I will agree - to a point - with your premise on carriers. Fortunately for us, and unfortunately for the rest of the world, no one at this point in time has a navy that could even consider an honest to Zod scrum with us. And that includes China.
Absolutely. The Chinese are not a sea monster whatsoever. But things can change quickly over say, ten years. And you look at some of the weapons that are now being fielded by second-raters (I'm thinking BRAHMOS specifically) on cheap ships it doesn't bode well.
Fortunately for us regarding the Chinese, they seem to be making goofy moves. They're all fascinated with carriers now it seems. To the detriment of more effective assets given their situation (like really good submarines).
I hope they build some carriers, more SSN chum if it comes down to it, and every yuan plowed into those shiny toys is one less in figuring out how to build and fight good fast-attacks.
China's biggest naval problem is strategic.

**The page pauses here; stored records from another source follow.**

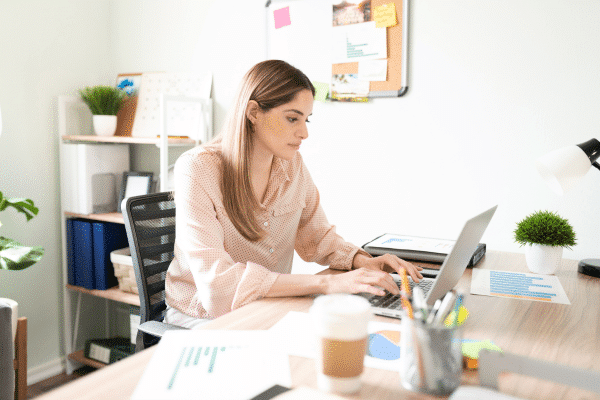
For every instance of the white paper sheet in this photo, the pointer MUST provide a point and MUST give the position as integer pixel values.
(518, 285)
(297, 339)
(358, 42)
(372, 70)
(400, 242)
(208, 364)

Check out a map. They are virtually surrounded by island nations and archipelagos when they look seaward.
A multitude of choke-points where the USN could harass them, and drive them back to port, even if they had a strong navy. It's one reason why they want Taiwan back so badly.
They have to figure out some way to build naval bases that point to open sea. But that means either conquest (which we ain't going to let happen) or making alliances with someone, and basically every country that could help them with their problem hates, or at least fears them.
Japan and Korea sure aren't going to help them. Even if North Korea would get on board, that doesn't get them past Japan. Vietnam is more leery of them yet.
Taiwan are our allies, and will remain so as long as we rattle a saber at China once in awhile. (You notice there was another "incident" just the other day in the Taiwan Strait between the Chinese and one of our U-2's?)
That leaves the Philippines and Indonesia. As long as we stay on their good side, China is hosed.
Again, you're right on. Taiwan is the fulcrum that 'wall' moves on, given it splits the big archipelagos in two.
It also makes Chinese fascination with carriers all the sillier. The naval power that they can project is all well within combat radii of land-based aircraft from their coast.
In that mold, one foreign base that would be handy for US strategic posture over there that is gone is old Subic Bay. It'd be much better to still have that base than guys playing cards in Korea.